Eskişehir-Bilecik Tabip Odası Yönetim Kurulu adına konuşan Dr. Nazan Aksaray, yapılan basın açıklamasında, ülkede her gün giderek artan sayıda toplumsal bozulma haberleri ile karşı karşıya kalındığını söyleyerek kamuoyuna yenidoğan bebeklerimizin kaybıyla yansıyan ve daha önce benzeri hiç görülmeyen olayın herkesi derinden üzdüğünü belirtti.

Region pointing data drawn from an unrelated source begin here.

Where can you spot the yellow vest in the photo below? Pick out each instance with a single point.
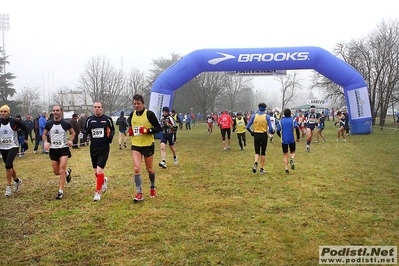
(137, 122)
(260, 124)
(240, 125)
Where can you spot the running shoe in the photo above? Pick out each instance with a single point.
(255, 167)
(8, 191)
(68, 176)
(17, 184)
(139, 197)
(104, 187)
(153, 193)
(97, 196)
(60, 195)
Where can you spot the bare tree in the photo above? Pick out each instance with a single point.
(136, 84)
(234, 86)
(28, 98)
(376, 58)
(206, 88)
(104, 83)
(96, 77)
(115, 92)
(290, 84)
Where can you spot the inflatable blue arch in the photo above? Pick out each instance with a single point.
(258, 59)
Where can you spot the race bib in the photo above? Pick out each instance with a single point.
(56, 144)
(6, 141)
(97, 133)
(136, 131)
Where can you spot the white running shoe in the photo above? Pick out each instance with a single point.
(97, 196)
(104, 187)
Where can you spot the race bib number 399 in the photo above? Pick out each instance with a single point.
(97, 133)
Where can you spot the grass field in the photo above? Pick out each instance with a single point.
(210, 209)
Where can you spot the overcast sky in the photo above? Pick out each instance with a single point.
(50, 42)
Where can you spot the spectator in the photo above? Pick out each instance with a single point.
(225, 123)
(168, 126)
(21, 137)
(178, 121)
(345, 113)
(36, 129)
(188, 121)
(9, 146)
(285, 130)
(239, 124)
(29, 124)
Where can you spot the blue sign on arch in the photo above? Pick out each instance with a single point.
(257, 59)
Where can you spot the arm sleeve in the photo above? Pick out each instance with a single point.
(154, 122)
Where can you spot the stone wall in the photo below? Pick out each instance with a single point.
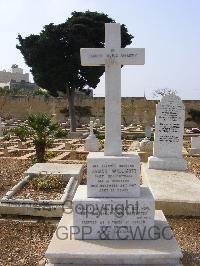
(134, 110)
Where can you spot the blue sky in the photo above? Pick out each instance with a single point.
(169, 30)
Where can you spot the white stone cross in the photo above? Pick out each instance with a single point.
(91, 128)
(112, 56)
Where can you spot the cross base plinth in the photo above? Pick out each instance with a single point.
(176, 164)
(65, 250)
(113, 176)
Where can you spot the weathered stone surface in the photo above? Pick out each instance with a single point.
(91, 142)
(195, 146)
(162, 251)
(146, 145)
(114, 218)
(113, 176)
(176, 192)
(112, 56)
(67, 170)
(169, 129)
(147, 131)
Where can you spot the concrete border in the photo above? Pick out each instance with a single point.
(44, 208)
(175, 192)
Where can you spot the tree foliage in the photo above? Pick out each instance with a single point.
(54, 55)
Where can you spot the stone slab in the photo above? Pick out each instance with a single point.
(176, 192)
(194, 151)
(113, 176)
(169, 127)
(67, 170)
(31, 210)
(64, 250)
(195, 142)
(114, 218)
(176, 164)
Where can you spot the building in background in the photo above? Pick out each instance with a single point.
(15, 79)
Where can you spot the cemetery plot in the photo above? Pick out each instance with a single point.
(43, 187)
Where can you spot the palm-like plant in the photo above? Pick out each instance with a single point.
(41, 128)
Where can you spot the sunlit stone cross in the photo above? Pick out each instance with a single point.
(112, 56)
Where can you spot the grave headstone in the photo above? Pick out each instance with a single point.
(113, 177)
(195, 145)
(1, 128)
(168, 140)
(147, 131)
(113, 206)
(53, 111)
(91, 142)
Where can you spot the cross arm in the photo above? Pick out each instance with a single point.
(92, 56)
(132, 56)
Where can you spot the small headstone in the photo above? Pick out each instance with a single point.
(146, 145)
(92, 118)
(67, 146)
(195, 145)
(1, 128)
(147, 132)
(169, 130)
(91, 142)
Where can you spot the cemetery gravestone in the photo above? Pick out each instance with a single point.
(1, 128)
(91, 142)
(113, 177)
(148, 132)
(169, 130)
(195, 145)
(113, 206)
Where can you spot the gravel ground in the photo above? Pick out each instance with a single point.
(30, 192)
(11, 171)
(24, 243)
(194, 165)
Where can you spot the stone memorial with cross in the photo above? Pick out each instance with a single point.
(113, 176)
(112, 56)
(113, 206)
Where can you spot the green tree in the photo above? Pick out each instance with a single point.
(194, 116)
(54, 54)
(40, 128)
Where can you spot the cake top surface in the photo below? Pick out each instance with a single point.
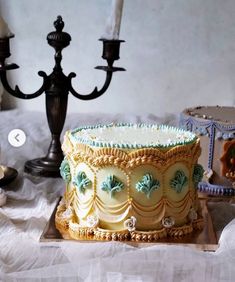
(131, 136)
(217, 113)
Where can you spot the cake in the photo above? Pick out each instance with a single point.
(215, 126)
(129, 182)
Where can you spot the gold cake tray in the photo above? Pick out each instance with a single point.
(204, 240)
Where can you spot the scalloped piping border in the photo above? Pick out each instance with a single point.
(86, 233)
(127, 145)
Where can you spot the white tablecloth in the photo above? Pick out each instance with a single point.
(31, 201)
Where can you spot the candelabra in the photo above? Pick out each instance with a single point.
(56, 87)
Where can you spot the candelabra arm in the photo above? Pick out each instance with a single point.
(95, 93)
(17, 92)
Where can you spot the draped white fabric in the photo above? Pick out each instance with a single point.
(31, 201)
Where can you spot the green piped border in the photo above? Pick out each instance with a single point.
(103, 144)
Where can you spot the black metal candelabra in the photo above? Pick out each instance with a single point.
(56, 87)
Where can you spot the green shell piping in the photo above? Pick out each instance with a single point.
(102, 144)
(65, 171)
(179, 181)
(112, 185)
(147, 185)
(81, 181)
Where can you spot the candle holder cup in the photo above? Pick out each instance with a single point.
(56, 87)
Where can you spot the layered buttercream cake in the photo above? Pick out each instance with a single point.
(215, 126)
(129, 182)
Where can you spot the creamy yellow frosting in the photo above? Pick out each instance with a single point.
(118, 189)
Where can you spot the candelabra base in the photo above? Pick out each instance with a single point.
(43, 167)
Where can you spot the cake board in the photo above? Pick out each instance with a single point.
(204, 240)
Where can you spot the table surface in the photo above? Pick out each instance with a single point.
(31, 201)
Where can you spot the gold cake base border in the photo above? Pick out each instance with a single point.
(204, 240)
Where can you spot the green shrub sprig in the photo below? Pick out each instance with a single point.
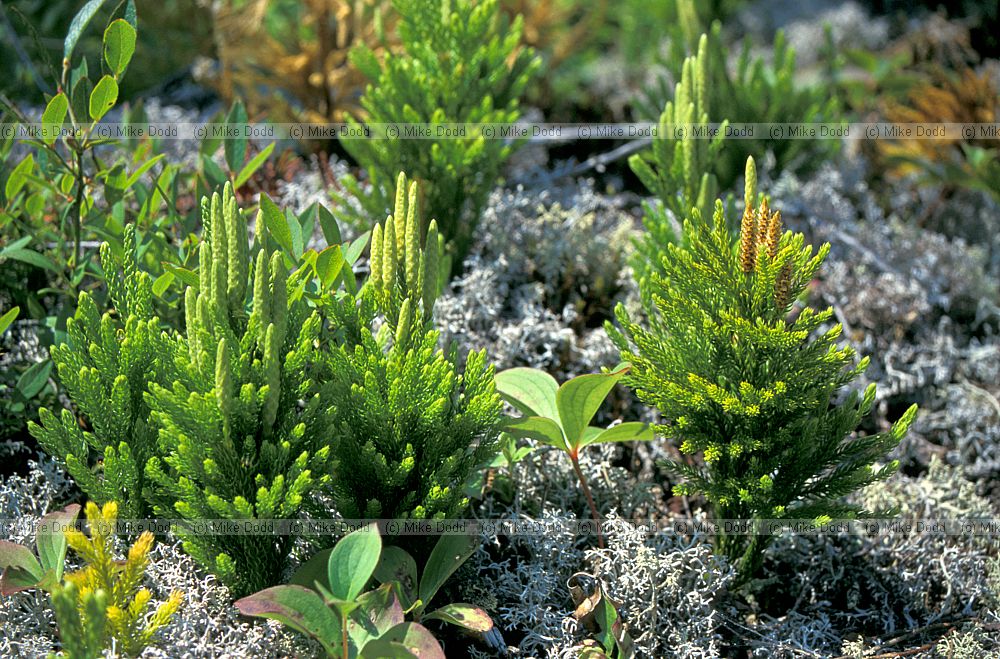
(753, 391)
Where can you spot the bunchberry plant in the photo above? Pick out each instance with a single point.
(560, 416)
(104, 604)
(752, 389)
(412, 423)
(328, 600)
(461, 63)
(241, 432)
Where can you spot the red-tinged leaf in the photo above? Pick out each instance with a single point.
(299, 608)
(463, 615)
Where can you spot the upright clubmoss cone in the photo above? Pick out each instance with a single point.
(748, 225)
(748, 240)
(401, 268)
(772, 237)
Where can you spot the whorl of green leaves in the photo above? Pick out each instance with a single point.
(411, 425)
(461, 63)
(104, 368)
(240, 427)
(754, 392)
(679, 167)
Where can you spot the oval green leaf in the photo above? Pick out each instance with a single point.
(79, 24)
(277, 224)
(409, 639)
(19, 558)
(52, 118)
(463, 615)
(531, 391)
(580, 398)
(539, 428)
(448, 554)
(51, 538)
(119, 45)
(18, 177)
(103, 97)
(353, 561)
(8, 318)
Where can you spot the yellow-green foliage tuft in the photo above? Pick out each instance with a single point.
(104, 603)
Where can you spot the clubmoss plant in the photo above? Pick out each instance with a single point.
(412, 424)
(104, 604)
(560, 416)
(218, 422)
(461, 63)
(679, 169)
(104, 368)
(757, 90)
(753, 390)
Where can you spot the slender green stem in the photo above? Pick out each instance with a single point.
(77, 209)
(343, 635)
(590, 499)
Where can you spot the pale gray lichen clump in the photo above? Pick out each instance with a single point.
(207, 624)
(547, 268)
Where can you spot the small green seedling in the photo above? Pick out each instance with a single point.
(560, 416)
(331, 606)
(22, 570)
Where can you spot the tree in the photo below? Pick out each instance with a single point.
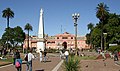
(90, 27)
(102, 13)
(16, 36)
(8, 13)
(28, 27)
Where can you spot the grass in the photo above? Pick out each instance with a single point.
(87, 58)
(9, 60)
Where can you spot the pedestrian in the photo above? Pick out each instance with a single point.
(66, 55)
(14, 56)
(115, 56)
(18, 61)
(40, 55)
(45, 54)
(29, 61)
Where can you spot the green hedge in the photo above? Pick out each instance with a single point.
(114, 48)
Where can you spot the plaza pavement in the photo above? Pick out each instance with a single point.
(53, 63)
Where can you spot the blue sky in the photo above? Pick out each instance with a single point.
(56, 13)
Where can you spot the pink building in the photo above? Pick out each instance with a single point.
(57, 41)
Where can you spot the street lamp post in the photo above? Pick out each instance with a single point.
(75, 17)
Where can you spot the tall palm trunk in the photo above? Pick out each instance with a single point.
(7, 21)
(28, 40)
(8, 30)
(102, 38)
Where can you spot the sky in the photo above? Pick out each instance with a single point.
(57, 13)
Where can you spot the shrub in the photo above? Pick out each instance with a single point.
(72, 64)
(114, 48)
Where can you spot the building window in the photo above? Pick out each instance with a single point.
(64, 37)
(57, 37)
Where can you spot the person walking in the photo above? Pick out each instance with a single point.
(18, 61)
(45, 53)
(66, 55)
(29, 62)
(14, 56)
(40, 55)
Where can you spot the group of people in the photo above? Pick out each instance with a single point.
(18, 61)
(64, 54)
(41, 55)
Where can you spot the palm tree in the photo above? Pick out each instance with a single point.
(8, 13)
(28, 27)
(102, 12)
(90, 27)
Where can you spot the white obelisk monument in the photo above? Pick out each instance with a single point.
(41, 41)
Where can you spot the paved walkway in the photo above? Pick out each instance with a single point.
(99, 65)
(51, 63)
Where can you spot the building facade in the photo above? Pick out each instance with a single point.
(58, 41)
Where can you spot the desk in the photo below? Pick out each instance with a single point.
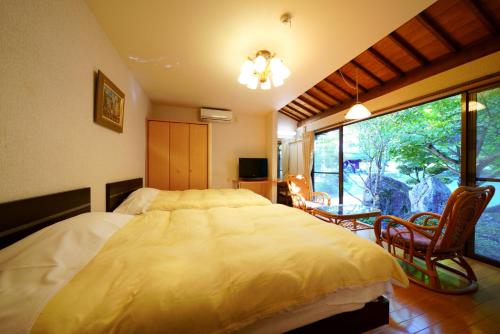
(346, 215)
(261, 187)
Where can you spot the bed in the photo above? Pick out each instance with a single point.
(105, 239)
(130, 197)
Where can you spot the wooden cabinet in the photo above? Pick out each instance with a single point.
(177, 155)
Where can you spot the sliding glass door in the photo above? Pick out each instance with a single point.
(484, 109)
(326, 164)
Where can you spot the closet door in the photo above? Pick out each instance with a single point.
(198, 156)
(179, 156)
(158, 157)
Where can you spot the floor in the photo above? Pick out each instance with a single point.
(419, 310)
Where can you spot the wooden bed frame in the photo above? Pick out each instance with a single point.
(117, 192)
(374, 314)
(24, 217)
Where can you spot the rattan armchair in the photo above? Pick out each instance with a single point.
(302, 196)
(423, 246)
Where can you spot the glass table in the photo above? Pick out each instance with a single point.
(347, 215)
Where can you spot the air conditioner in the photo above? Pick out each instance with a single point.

Aksaray, “Öncelikle kaybettiğimiz bebeklerimiz için üzüntülerimizi ve ailelerine başsağlığı dileklerimizi iletmek isteriz. Bu olay hem toplumsal bozunmanın hem de sağlık alanında yıllardır dile getirdiğimiz uyarıların nedenlerinin görünür olduğu son noktadır. Burada elbette bir suç şebekesi vardır ve suçlular en ağır şekilde cezalandırılmalıdır. Ancak olayın özünde bu suçun işlenebileceği ekonomik ve politik bir ortam olduğunu hepimiz gayet iyi biliyoruz. Mevcut iktidar, sağlığı bir hak olmaktan çıkarmış, alınır-satılır meta haline çevirmiş, vahşi piyasa koşullarına teslim etmiş, bunun adına da sağlıkta dönüşüm demiştir. Bu yolla, yıllar içinde kamu sağlık hizmetine ulaşabilmeyi adeta imkansız hale getirmiş, hastaları özel sağlık kurumlarına gitmeye mecbur bırakmıştır. Özel sağlık kuruluşlarını teşvikleriyle desteklemiştir. Bugün ülkemizdeki yeni doğan yoğun bakım yataklarının 4738’i kamu hastanelerinde, 1617’si üniversite hastanelerinde, 7248’i ise özel sektördedir. Yani yatakların yarıdan fazlası ticari kuruluşlardadır. İstanbul’da durum çok daha vahimdir. Ülkemizde 1000 yenidoğan için yoğun bakım yatağı 4.6 iken, İstanbul’da bu oran kamu hastanelerinde Türkiye ortalamasının altında, 3.8, özel sektörde ise çok üstünde 13.3’tür. Bu veriler iktidarın sağlığı ticarete açtığının somut kanıtıdır. Türk Tabipleri Birliği ve tabip odaları olarak bu politikanın başlatıldığı 2003 yılından bu yana, bu politikanın hatalarını, hemen durdurulması gerektiğini sürekli olarak dile getirdik.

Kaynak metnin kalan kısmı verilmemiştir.